Le Cuba de l’après-Fidel

Le rapprochement inattendu de Barack Obama avec Raúl Castro et l’ouverture timide vers un certain néolibéralisme amorcent une tendance lourde qu’il sera très difficile d’arrêter. L’infiltration du capitalisme sous régime totalitaire à la chinoise pourrait offrir un modèle inspirant.
Photo: Nicholas Kamm Agence France-Presse Le rapprochement inattendu de Barack Obama avec Raúl Castro et l’ouverture timide vers un certain néolibéralisme amorcent une tendance lourde qu’il sera très difficile d’arrêter. L’infiltration du capitalisme sous régime totalitaire à la chinoise pourrait offrir un modèle inspirant.

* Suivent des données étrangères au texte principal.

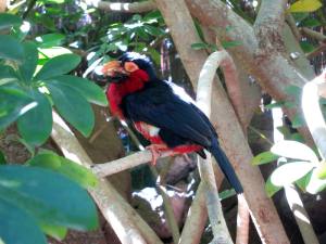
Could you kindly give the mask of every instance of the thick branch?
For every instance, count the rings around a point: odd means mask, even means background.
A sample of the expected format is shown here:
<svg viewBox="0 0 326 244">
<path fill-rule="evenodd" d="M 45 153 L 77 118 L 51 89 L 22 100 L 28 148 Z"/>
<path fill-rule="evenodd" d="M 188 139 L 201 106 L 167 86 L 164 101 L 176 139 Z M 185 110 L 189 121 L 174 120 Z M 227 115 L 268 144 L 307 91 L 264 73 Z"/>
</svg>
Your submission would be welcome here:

Mon premier séjour à Cuba m’a marqué à tout jamais. Depuis le restaurant de l’hôtel Deauville sur le front de mer de La Havane, j’ai découvert, en 1970, la misère du tiers-monde. Les Havanais nous regardaient manger derrière d’immenses baies vitrées, et l’on devait fermer les tentures pour ne pas leur montrer les privilèges encore très limités, accordés aux quelques étrangers et touristes qui commençaient à visiter Cuba.

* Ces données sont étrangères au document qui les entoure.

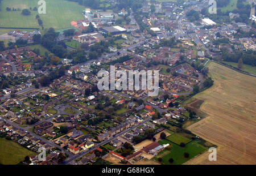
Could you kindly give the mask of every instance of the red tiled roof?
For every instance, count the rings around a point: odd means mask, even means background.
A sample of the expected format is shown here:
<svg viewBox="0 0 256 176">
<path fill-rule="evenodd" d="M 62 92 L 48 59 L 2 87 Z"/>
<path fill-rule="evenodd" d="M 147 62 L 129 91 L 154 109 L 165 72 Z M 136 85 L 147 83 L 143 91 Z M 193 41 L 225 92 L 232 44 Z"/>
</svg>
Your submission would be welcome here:
<svg viewBox="0 0 256 176">
<path fill-rule="evenodd" d="M 152 106 L 146 105 L 145 106 L 145 109 L 151 110 L 151 109 L 152 109 Z"/>
<path fill-rule="evenodd" d="M 98 151 L 99 151 L 100 152 L 102 152 L 102 149 L 100 149 L 100 148 L 96 147 L 96 150 L 98 150 Z"/>
</svg>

Je découvrais ce qu’était un régime militaire avec des soldats armés de mitraillettes à tous les coins de rue. J’ai été arrêté et fouillé. J’ai été soumis dans une chambre d’hôtel à un interrogatoire serré suivi de consignes rigoureuses, comme si j’étais un dangereux espion.

Qu’est-ce que tu viens faire à La Havane ? Pour qui ? Combien de temps vas-tu rester ? Comment se fait-il qu’un type comme toi parle couramment l’espagnol ?

Interdiction de photographier la place de la Révolution et la « raspadura ». Interdiction de voyager librement dans l’île. On me faisait savoir que j’étais placé sous surveillance. Ce fut un choc terrible pour moi. Je venais de terminer mon diplôme en lettres espagnoles à la Sorbonne, à Paris. Je voulais tout découvrir, vivre et comprendre ce qui se passait à Cuba, avec un préjugé favorable pour cette jeune révolution et l’arrivée des guérilleros barbus au pouvoir, accueillis à La Havane au son de la Marseillaise dix ans auparavant.

Cinquante ans plus tard

 

L’an dernier, j’ai revisité le Deauville maintenant rénové et fraîchement repeint. Sa table est ouverte à tous, son menu abondant et varié. Les temps ont bien changé. J’ai été reçu à bras ouverts à la Casa de las Américas, qui diffuse la culture cubaine et hispano-américaine. J’ai longuement arpenté les allées du Cementerio Cristobal Colon où se côtoient les artistes, les écrivains, les membres des grandes familles et les héros de la Révolution, un immense livre où l’histoire repose en paix.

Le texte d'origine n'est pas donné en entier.